Reputation: 567
I want to extract the checksum from the UDP and use it as an argument to another function. I have the below code.
void connection_init()
{
bool sender_registered = false, receiver_registered = false;
int localsockfd, globalsockfd;
struct sockaddr_in localaddr, globaladdr, trolladdr, senderaddr, receiveraddr, cliaddr;
localsockfd = socket(AF_INET, SOCK_DGRAM, 0);
globalsockfd = socket(AF_INET, SOCK_DGRAM, 0);
//localaddr -- This address and port is used by tcpd to receives data from local client or server process
bzero(&localaddr, sizeof(localaddr));
localaddr.sin_family = AF_INET;
localaddr.sin_port = htons(14683);
localaddr.sin_addr.s_addr = htonl(INADDR_ANY);
//globaladdr -- This address and port is used to communicate with troll process
bzero(&globaladdr, sizeof(globaladdr));
globaladdr.sin_family = AF_INET;
globaladdr.sin_port = htons(14684);
globaladdr.sin_addr.s_addr = htonl(INADDR_ANY);
//trolladdr -- Troll process address
bzero(&trolladdr, sizeof(trolladdr));
trolladdr.sin_family = AF_INET;
trolladdr.sin_port = htons(14685);
inet_pton(AF_INET, "127.0.0.1", &trolladdr.sin_addr);
bind(localsockfd, (struct sockaddr *)&localaddr, sizeof(localaddr));
bind(globalsockfd, (struct sockaddr *)&globaladdr, sizeof(globaladdr));
fd_set rset;
FD_ZERO(&rset);
int maxfd1;
int len = sizeof(cliaddr);
int receivedbytes;
char buffer[1000] = {0x0};
struct message msg;
openlog(NULL, LOG_PID, LOG_USER);
int filesize = 0;
}
Later down the program I'm doing a recvfrom() like this:
receivedbytes = recvfrom(localsockfd, &msg, sizeof(msg), 0, (struct sockaddr *)&cliaddr, &len);
If I want to display the checksum after I receive, how should I do it?
Upvotes: 0
Views: 2008
Reputation: 1919
You can't. (Not directly at least.) You're also talking to 127.0.0.1: it's probable that the UDP checksum is never computed (since the packet won't go onto the wire, and therefore won't be corrupted).
Options:
Receive using a SOCK_RAW socket: this will retain the UDP header in the received buffer. As noted above though, you probably won't have a UDP checksum if you're talking via the loopback interface, and will have to handle UDP checksum validation yourself.
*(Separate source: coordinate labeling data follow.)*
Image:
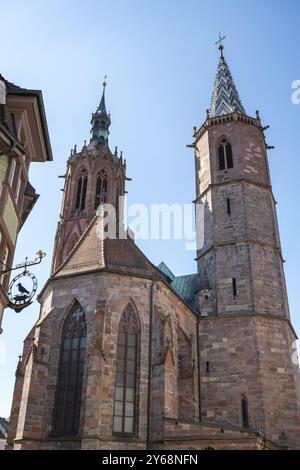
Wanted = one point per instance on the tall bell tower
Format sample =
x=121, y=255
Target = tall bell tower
x=94, y=175
x=250, y=375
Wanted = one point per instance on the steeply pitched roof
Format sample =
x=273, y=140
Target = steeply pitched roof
x=185, y=286
x=225, y=98
x=93, y=251
x=88, y=253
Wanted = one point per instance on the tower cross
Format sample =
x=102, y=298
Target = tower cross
x=219, y=42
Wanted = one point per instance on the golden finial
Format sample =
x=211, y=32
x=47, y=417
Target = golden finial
x=219, y=42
Compute the checksum yourself. You won't have received the datagram in your program if the checksum failed (because the kernel would reject it), and you have everything that you need in order to to compute it, so you can just reconstruct it yourself in the receiver.
I'm not entirely clear on why you need the UDP checksum. It isn't guaranteed to be there, and isn't a particularly strong integrity check?